In today’s volatile market, being long and neutral in your portfolio can deliver returns in uncertain markets. Today, I will present two options strategies, one conservative and one speculative, and then ask WSO if you would be on the other side of these trades.
I will propose a covered call on Microsoft (MSFT) and a bull call spread on(SBUX).
On the conservative end, covered calls are used to place a neutral bet on a stock by buying an underlying stock and then selling an out-of-the-money (OTM) call option. This strategy can be used to lock in gains or enhance returns in a flat market.
Microsoft reported Q2 earnings last week which were roughly in-line (outside of extraordinary events). The earnings were mostly a non-story as traditional businesses (Windows, server & enterprise, Bing, Xbox) have been performing as expected. Investors are unlikely to move the stock greatly due to the anticipation of Windows 8 which will be released in October. The options market has been pricing in a lowerband for the stock as implied volatility has been subdued below historical volatility and the greatest volumes have been more concentrated after earnings.
You can buy MSFT stock and then recycle AUG, SEP, and OCT short call options each month that are 8-10% out of the money. You would be able to collect MSFT’s dividend in August and be paid to wait for the next two and a half months before Windows 8 is launched. Potential profit is in the neighborhood of 25% with little downside risk if your position is fully hedged.
On the speculative side, we can use multiple call options (long and short) to make a debit spread that will be profitable if a stock preforms well while hedging losses. For example if a stock is trading at 10, we can buy a $12 strike call and sell a $20 strike call. We will make money if the underlying trades above $12 + premium paid. However, gains are limited because we sold a $20 call. If the stock does not increase in value, we will make money from the $20 call option that we sold short.
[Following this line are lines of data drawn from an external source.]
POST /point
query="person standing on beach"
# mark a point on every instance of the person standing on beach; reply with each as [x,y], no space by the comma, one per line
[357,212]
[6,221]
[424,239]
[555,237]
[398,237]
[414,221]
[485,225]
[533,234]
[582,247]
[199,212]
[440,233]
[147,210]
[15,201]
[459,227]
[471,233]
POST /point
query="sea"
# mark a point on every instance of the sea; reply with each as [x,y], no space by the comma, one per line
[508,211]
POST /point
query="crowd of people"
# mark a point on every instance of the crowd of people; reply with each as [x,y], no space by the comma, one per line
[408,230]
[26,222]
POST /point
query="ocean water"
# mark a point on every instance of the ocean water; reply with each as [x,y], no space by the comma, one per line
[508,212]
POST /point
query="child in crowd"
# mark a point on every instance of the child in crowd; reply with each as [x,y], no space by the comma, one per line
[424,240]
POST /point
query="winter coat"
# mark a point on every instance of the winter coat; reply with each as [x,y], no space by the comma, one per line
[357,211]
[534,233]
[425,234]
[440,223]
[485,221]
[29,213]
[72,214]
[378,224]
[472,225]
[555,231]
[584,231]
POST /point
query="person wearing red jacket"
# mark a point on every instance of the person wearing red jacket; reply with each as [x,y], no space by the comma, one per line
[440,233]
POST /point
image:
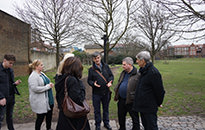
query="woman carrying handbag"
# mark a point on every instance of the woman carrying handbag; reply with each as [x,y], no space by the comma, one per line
[71,74]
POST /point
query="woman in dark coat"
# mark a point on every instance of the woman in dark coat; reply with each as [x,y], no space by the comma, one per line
[72,69]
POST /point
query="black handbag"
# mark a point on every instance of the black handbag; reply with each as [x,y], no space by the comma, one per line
[72,109]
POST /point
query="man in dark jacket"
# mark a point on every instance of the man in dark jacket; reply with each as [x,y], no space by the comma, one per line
[7,90]
[149,93]
[125,93]
[100,78]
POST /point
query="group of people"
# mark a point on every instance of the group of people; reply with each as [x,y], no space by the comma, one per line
[139,92]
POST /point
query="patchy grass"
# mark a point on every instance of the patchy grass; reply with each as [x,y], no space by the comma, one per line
[184,84]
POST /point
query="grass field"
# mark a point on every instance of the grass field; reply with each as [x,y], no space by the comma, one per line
[184,83]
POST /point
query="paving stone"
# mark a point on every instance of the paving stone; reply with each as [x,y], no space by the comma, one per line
[164,123]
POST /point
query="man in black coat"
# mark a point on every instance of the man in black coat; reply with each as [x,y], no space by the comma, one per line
[7,90]
[149,93]
[100,78]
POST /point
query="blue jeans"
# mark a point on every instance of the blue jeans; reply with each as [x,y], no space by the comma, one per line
[10,101]
[97,99]
[149,121]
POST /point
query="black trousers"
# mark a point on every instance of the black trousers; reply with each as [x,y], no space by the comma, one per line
[123,108]
[40,118]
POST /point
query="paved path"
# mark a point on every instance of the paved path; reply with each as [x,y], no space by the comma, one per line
[164,123]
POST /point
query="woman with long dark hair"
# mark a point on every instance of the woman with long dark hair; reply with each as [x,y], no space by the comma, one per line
[72,69]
Starbucks (SBUX) reports earnings later this week and while analyst expectations are pretty high, investor sentiment has significantly deteriorated recently due to macro headwinds. The stock is down 20% from is 52 week high and is down 10% in the last month ahead of earnings.
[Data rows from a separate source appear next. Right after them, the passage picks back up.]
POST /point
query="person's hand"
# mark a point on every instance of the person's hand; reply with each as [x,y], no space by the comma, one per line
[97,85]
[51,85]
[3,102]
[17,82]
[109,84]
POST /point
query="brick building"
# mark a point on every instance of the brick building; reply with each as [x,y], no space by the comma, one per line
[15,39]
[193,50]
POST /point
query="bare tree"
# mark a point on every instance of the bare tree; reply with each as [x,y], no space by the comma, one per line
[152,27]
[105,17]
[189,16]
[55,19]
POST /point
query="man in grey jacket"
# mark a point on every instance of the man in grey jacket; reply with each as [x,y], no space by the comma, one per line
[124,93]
The fundamental case for SBUX is that it is a growth machine internationally and domestically. Internationally, its stores are located in over 50 countries where it achieves higher margins -but a majority (2/3) of its stores are located in the US. SBUX is aggressively expanding in China where it is tripling its store count. Domestically, the company is leveraging a very popular mobile app platform to drive sales as customers receive incentives and deals to buy drinks. SBUX has also started a very popular “gold card” program which has helped expand a group of hard-core regular SBUX drinkers.
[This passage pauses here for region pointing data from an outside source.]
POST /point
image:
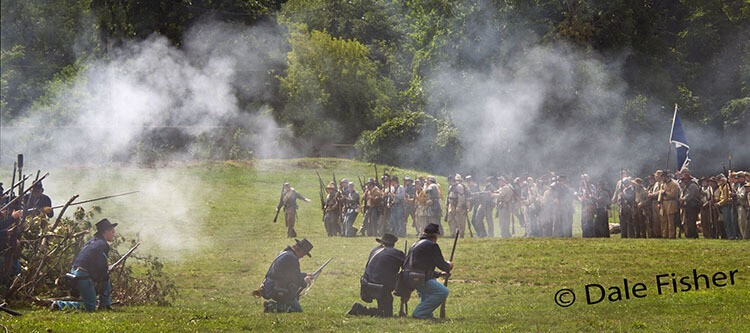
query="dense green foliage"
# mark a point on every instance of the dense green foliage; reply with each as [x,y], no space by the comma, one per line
[497,285]
[357,68]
The stock has sold off for two primary reasons: China and European macro concerns. We have already seen other similar companies such as Yum report in-line China expectations. Furthermore, SBUX is very highly regarded in China and is a strong play on the rising wage trends there. On the European concern front, if you take a look at SBUX locations by country (Link), you would actually see that its stores are not concentrated in the PIGS countries and are strongly positioned in Germany and France. There are by far more Starbucks located in developing countries compared to Europe.
Currency risk is a major issue and could damper international results. However, I believe that SBUX's domestic same store sales growth should surprise to the upside and mitigate loss from currency factors. Ultimately, I think investors got a little too nervous and over sold the stock before earnings.
SBUX is currently trading around $50. To establish a call spread, we can buy the AUG $52.5 call and selling the AUG $57.5 call. The trade should cost about $0.50 to make (the net of the premiums sold and bought). The optimal profit scenario would be if the company reports strong earnings and pushes the stock to $57 because you would be able to keep your call premium and also make money from your long call. This trade has potential upside of around 100% and potential downside of around 50% (it depends on your execution prices and commissions).